Neural Networks – Difference Between Weight Decay and Learning Rate

neural networksterminology

In the context of neural networks, what is the difference between the learning rate and weight decay?

Best Answer

The learning rate is a parameter that determines how much an updating step influences the current value of the weights. While weight decay is an additional term in the weight update rule that causes the weights to exponentially decay to zero, if no other update is scheduled.

So let's say that we have a cost or error function $E(\mathbf{w})$ that we want to minimize. Gradient descent tells us to modify the weights $\mathbf{w}$ in the direction of steepest descent in $E$: \begin{equation} w_i \leftarrow w_i-\eta\frac{\partial E}{\partial w_i}, \end{equation} where $\eta$ is the learning rate, and if it's large you will have a correspondingly large modification of the weights $w_i$ (in general it shouldn't be too large, otherwise you'll overshoot the local minimum in your cost function).

In order to effectively limit the number of free parameters in your model so as to avoid over-fitting, it is possible to regularize the cost function.
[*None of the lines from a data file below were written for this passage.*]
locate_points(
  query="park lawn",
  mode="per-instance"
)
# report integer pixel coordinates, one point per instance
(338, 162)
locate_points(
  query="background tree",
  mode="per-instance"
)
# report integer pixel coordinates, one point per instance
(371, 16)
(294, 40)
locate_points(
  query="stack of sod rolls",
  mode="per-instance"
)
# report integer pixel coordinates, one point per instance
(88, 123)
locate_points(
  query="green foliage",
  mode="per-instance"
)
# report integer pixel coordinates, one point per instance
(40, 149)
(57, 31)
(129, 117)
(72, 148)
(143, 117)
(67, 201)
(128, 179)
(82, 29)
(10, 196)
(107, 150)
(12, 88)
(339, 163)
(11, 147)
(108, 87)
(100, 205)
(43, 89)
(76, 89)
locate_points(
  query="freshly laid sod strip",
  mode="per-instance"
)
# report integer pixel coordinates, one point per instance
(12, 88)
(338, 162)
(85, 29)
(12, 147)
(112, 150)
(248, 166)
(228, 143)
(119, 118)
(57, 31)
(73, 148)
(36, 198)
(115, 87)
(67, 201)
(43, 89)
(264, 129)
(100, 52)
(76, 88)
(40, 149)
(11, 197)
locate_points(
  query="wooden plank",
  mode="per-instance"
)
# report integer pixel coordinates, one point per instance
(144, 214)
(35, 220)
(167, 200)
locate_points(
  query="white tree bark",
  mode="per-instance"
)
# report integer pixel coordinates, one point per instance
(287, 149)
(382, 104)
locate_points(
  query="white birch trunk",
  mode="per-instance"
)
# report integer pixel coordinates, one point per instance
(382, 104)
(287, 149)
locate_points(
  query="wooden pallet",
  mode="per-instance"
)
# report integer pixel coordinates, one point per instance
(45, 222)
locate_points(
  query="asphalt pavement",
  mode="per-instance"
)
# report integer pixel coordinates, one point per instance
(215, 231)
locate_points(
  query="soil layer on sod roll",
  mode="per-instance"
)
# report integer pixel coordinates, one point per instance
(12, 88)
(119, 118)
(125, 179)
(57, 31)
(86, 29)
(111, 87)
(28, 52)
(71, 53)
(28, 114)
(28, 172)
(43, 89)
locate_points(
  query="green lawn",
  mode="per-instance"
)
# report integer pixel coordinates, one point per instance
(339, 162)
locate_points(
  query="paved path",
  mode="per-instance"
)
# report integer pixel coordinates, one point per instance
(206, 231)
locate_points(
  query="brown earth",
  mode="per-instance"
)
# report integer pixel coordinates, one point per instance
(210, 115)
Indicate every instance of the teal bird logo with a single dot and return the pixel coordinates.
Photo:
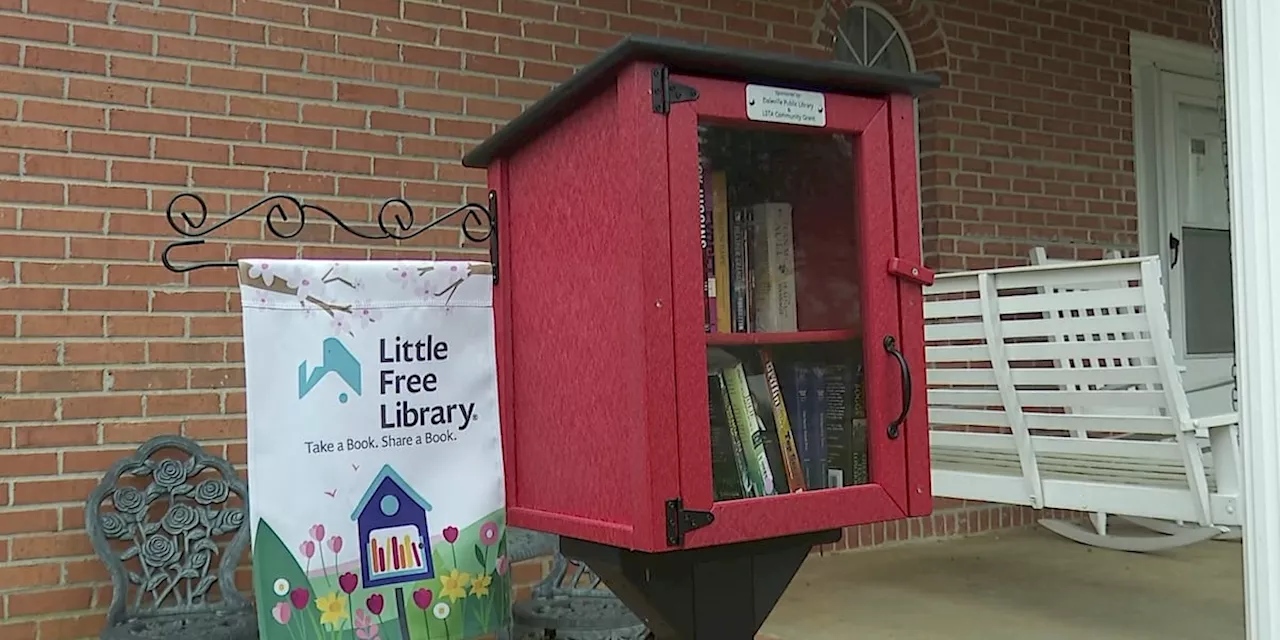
(337, 360)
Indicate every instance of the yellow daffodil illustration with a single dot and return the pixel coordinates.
(480, 586)
(455, 585)
(333, 609)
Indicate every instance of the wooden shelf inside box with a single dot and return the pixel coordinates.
(726, 339)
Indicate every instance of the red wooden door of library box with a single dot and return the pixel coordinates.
(801, 227)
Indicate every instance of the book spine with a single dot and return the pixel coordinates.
(744, 474)
(721, 242)
(737, 260)
(817, 434)
(725, 475)
(749, 430)
(704, 216)
(835, 421)
(781, 268)
(786, 439)
(800, 410)
(858, 443)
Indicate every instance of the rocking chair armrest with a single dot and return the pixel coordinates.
(1219, 420)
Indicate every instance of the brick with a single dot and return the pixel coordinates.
(269, 58)
(24, 136)
(225, 129)
(36, 192)
(140, 68)
(368, 48)
(342, 21)
(336, 115)
(368, 94)
(184, 352)
(149, 173)
(62, 325)
(300, 39)
(74, 626)
(65, 167)
(268, 156)
(54, 545)
(150, 324)
(147, 379)
(28, 464)
(124, 197)
(183, 403)
(110, 144)
(270, 12)
(33, 28)
(183, 100)
(264, 109)
(193, 151)
(227, 178)
(193, 49)
(24, 353)
(62, 273)
(227, 78)
(27, 576)
(301, 136)
(229, 30)
(28, 410)
(341, 67)
(112, 40)
(113, 92)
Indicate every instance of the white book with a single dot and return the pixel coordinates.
(775, 291)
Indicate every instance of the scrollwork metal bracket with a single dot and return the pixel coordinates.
(287, 216)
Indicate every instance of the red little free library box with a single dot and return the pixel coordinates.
(711, 315)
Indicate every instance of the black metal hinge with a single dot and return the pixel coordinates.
(681, 521)
(667, 92)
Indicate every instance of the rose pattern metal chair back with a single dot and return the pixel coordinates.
(168, 534)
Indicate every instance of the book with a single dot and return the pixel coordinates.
(773, 268)
(782, 424)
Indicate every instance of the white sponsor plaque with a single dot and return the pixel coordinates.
(786, 105)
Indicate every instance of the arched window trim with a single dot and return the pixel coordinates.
(841, 41)
(841, 37)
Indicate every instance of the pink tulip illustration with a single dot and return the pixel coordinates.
(300, 598)
(307, 549)
(375, 604)
(423, 598)
(489, 533)
(282, 613)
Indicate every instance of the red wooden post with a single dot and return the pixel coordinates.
(626, 428)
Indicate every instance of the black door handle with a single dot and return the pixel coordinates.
(891, 347)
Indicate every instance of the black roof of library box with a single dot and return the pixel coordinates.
(708, 60)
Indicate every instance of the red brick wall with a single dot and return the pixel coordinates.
(110, 108)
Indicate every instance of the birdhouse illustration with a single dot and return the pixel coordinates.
(392, 522)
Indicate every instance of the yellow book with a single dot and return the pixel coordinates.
(720, 241)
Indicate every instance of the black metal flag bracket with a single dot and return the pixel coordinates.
(287, 216)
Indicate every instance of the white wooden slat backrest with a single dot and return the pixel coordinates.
(1028, 307)
(1041, 257)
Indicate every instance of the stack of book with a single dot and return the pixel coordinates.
(784, 428)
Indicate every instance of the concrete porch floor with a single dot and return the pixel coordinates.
(1027, 584)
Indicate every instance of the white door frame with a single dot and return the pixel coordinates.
(1165, 68)
(1150, 54)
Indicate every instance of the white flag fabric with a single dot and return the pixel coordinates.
(375, 467)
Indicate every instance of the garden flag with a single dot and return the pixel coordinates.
(374, 455)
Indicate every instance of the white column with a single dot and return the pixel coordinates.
(1252, 53)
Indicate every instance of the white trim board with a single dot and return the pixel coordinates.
(1150, 54)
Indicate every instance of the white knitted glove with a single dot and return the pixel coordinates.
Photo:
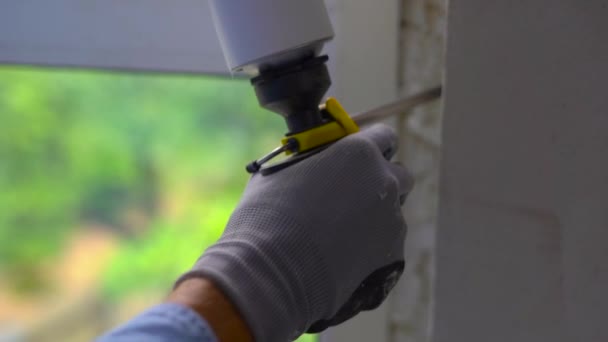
(301, 242)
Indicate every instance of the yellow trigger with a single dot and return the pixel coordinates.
(327, 133)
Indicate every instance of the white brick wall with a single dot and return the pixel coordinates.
(423, 26)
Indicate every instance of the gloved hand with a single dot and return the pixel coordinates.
(302, 240)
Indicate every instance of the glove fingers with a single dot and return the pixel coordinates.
(384, 137)
(404, 178)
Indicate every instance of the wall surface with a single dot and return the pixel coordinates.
(421, 64)
(522, 245)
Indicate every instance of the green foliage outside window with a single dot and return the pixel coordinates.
(156, 160)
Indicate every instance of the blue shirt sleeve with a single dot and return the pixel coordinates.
(165, 322)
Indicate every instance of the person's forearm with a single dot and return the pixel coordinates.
(203, 297)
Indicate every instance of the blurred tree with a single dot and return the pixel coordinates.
(87, 147)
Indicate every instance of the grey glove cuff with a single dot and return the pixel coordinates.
(260, 274)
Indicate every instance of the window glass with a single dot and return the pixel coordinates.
(111, 185)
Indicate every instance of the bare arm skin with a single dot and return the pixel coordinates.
(202, 296)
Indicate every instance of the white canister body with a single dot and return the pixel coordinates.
(258, 34)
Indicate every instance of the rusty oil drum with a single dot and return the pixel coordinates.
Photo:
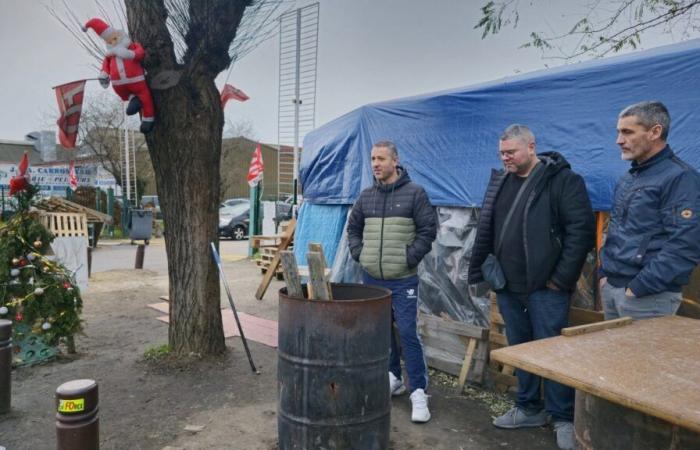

An easy way to do that is by introducing a zero mean Gaussian prior over the weights, which is equivalent to changing the cost function to $\widetilde{E}(\mathbf{w})=E(\mathbf{w})+\frac{\lambda}{2}\mathbf{w}^2$. In practice this penalizes large weights and effectively limits the freedom in your model. The regularization parameter $\lambda$ determines how you trade off the original cost $E$ with the large weights penalization.

Applying gradient descent to this new cost function we obtain: \begin{equation} w_i \leftarrow w_i-\eta\frac{\partial E}{\partial w_i}-\eta\lambda w_i. \end{equation} The new term $-\eta\lambda w_i$ coming from the regularization causes the weight to decay in proportion to its size.